Republican lawmakers blasted a proposal by President Obama on Tuesday
to cut corporate taxes in exchange for more spending on job-training programs,
calling it a revival of a failed plan that would raise taxes initially.
"It's just a further-left version of a widely panned plan he already proposed two years ago -- this time, with extra goodies for tax-and-spend liberals," said Senate Minority Leader Mitch McConnell, Kentucky Republican. "The tax hike it includes is going to dampen any boost businesses might otherwise get to help our economy."
Mr. Obama visited an Amazon.com distribution center in Chattanooga, Tenn., to outline his proposal, which he called a "grand bargain" to create more middle-class jobs.
"I'm willing to work with Republicans on reforming our corporate tax code, as long as we use the money from transitioning to a simpler tax system for a significant investment in creating middle-class jobs," the president said. "That's the deal."
The president proposed cutting the corporate tax rate from 35 percent to 28 percent, with a further reduction to 25 percent for manufacturers. He proposed the same rate cuts in early 2012 during his re-election, without attaching the proposal to spend more on job training.
The U.S. corporate tax rate is higher than in many other industrialized nations. Germany's corporate tax rate is 29.55 percent and the overall average in Europe is 20.66 percent. Japan's rate is higher, at 38.01 percent; in Canada, the rate is 26 percent; in India, 32.45 percent.
Mr. Obama said the money gained from closing corporate tax loopholes should be spent on infrastructure projects, on job training and high-tech manufacturing hubs in which private industry collaborates with universities.
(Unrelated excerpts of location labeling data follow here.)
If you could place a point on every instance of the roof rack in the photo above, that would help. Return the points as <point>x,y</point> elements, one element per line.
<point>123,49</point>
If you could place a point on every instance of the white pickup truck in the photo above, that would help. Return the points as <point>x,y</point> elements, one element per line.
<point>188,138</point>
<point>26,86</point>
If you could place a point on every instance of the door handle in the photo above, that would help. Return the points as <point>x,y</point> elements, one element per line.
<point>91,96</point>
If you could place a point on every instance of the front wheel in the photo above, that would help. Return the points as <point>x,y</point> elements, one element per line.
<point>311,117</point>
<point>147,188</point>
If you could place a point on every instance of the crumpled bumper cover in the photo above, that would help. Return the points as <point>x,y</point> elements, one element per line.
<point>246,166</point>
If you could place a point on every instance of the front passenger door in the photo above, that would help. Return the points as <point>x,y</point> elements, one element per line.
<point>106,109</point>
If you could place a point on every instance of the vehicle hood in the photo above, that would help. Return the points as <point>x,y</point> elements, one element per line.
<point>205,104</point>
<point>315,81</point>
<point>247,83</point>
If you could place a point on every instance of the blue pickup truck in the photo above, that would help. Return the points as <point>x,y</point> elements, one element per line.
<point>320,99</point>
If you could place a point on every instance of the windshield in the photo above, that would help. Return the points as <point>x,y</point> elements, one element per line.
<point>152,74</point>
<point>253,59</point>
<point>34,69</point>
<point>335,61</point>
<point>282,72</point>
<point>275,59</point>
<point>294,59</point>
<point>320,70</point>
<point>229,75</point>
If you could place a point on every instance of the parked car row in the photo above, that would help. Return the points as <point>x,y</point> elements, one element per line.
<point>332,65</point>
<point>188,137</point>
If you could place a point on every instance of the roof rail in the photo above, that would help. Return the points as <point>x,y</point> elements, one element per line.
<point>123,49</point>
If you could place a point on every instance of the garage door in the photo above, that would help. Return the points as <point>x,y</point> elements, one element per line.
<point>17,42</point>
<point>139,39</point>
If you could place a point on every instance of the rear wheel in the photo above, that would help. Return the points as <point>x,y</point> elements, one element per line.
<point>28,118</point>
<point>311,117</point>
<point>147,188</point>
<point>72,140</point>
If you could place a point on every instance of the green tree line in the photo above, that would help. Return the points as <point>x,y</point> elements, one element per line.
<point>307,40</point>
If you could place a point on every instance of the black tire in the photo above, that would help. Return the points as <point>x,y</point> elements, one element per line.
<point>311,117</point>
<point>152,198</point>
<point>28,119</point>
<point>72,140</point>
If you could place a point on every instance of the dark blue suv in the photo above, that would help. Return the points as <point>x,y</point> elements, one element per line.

"If we're going to give businesses a better deal, then we're also going to have to give workers a better deal, too," he said. "The middle class was struggling before I came into office."
White House economic adviser Gene Sperling wouldn't say how much new tax revenue would be raised or what amount would be spent on job training, indicating those details would be left up to negotiators if the plan moves forward. Republicans said the proposal likely would raise tens of billions of dollars initially.
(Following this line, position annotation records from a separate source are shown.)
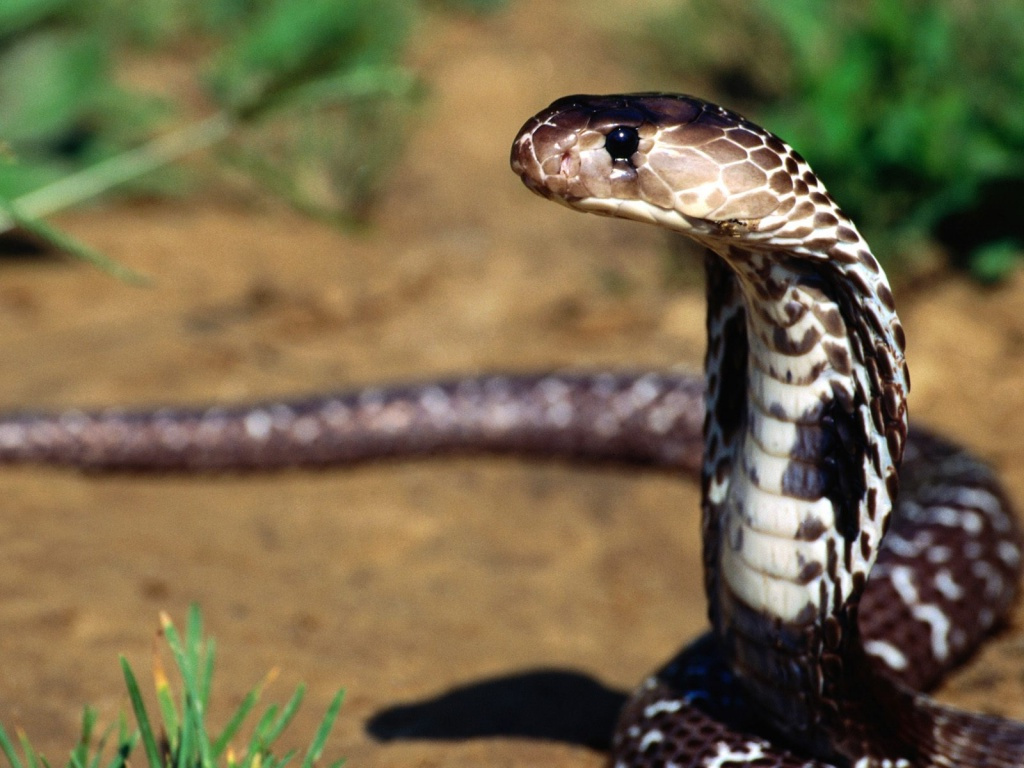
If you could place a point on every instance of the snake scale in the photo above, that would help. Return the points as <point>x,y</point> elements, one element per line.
<point>834,602</point>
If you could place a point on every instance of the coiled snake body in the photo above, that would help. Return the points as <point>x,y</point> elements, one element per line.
<point>822,632</point>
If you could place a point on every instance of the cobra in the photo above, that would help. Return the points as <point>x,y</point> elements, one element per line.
<point>834,602</point>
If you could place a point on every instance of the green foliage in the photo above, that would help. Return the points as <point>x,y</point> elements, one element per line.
<point>313,98</point>
<point>177,735</point>
<point>908,109</point>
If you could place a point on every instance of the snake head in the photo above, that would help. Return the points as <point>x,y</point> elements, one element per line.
<point>673,160</point>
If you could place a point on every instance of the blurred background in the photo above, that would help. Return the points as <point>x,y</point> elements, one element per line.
<point>285,198</point>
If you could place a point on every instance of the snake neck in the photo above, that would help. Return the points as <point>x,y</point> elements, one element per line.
<point>804,433</point>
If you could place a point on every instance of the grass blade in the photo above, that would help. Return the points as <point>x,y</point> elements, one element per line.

The move creates an awkward position for Sen. Charles E. Schumer, New York Democrat and member of the Finance Committee, who said last October that it was "imperative" for corporate tax reform to be revenue-neutral.
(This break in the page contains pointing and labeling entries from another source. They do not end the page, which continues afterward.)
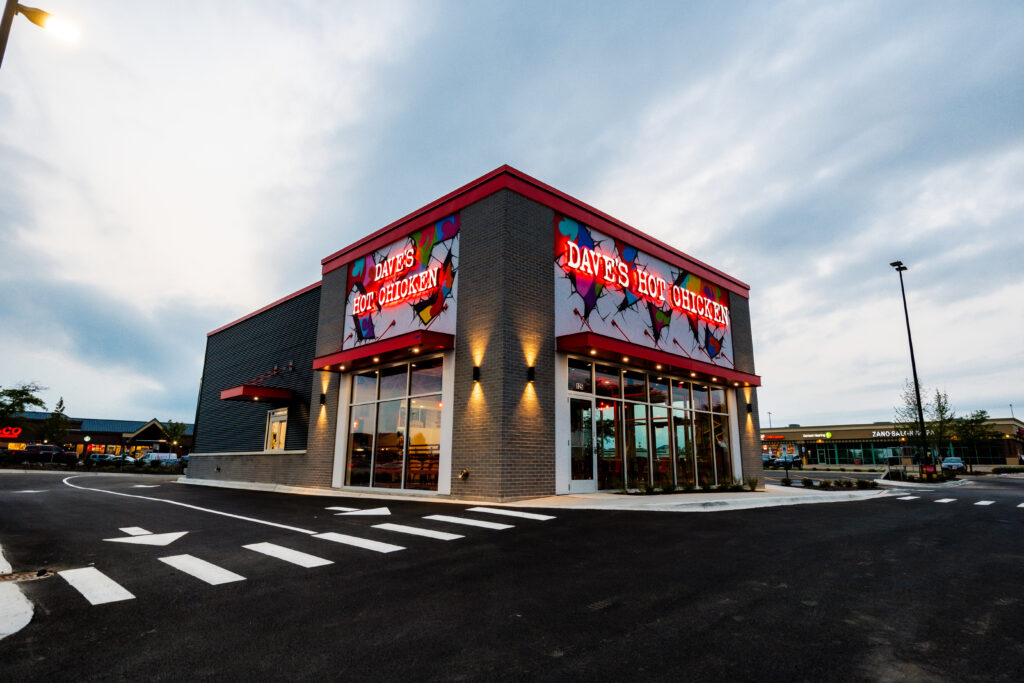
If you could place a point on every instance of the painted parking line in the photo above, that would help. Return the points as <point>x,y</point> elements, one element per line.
<point>376,546</point>
<point>94,586</point>
<point>468,522</point>
<point>512,513</point>
<point>202,569</point>
<point>289,555</point>
<point>416,530</point>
On Tuesday, Mr. Schumer said he supports the president's proposal and others that Mr. Obama is outlining in a series of economic speeches.
"While deficit reduction continues to be an important goal, more and more decision-makers are realizing that our greatest problem is the decline in middle-class incomes," Mr. Schumer said. "With these speeches, the president is adroitly and powerfully beginning to move the debate in that direction. It is both substantively and politically the right thing to do."
Mr. Sperling said corporate tax reform would be revenue-neutral in the long run, and that Mr. Obama's earlier proposals for corporate tax reform always envisioned a "one-time" increase in tax revenue.
"That money can't responsibly be used to lower rates because it doesn't sustain itself," Mr. Sperling told reporters.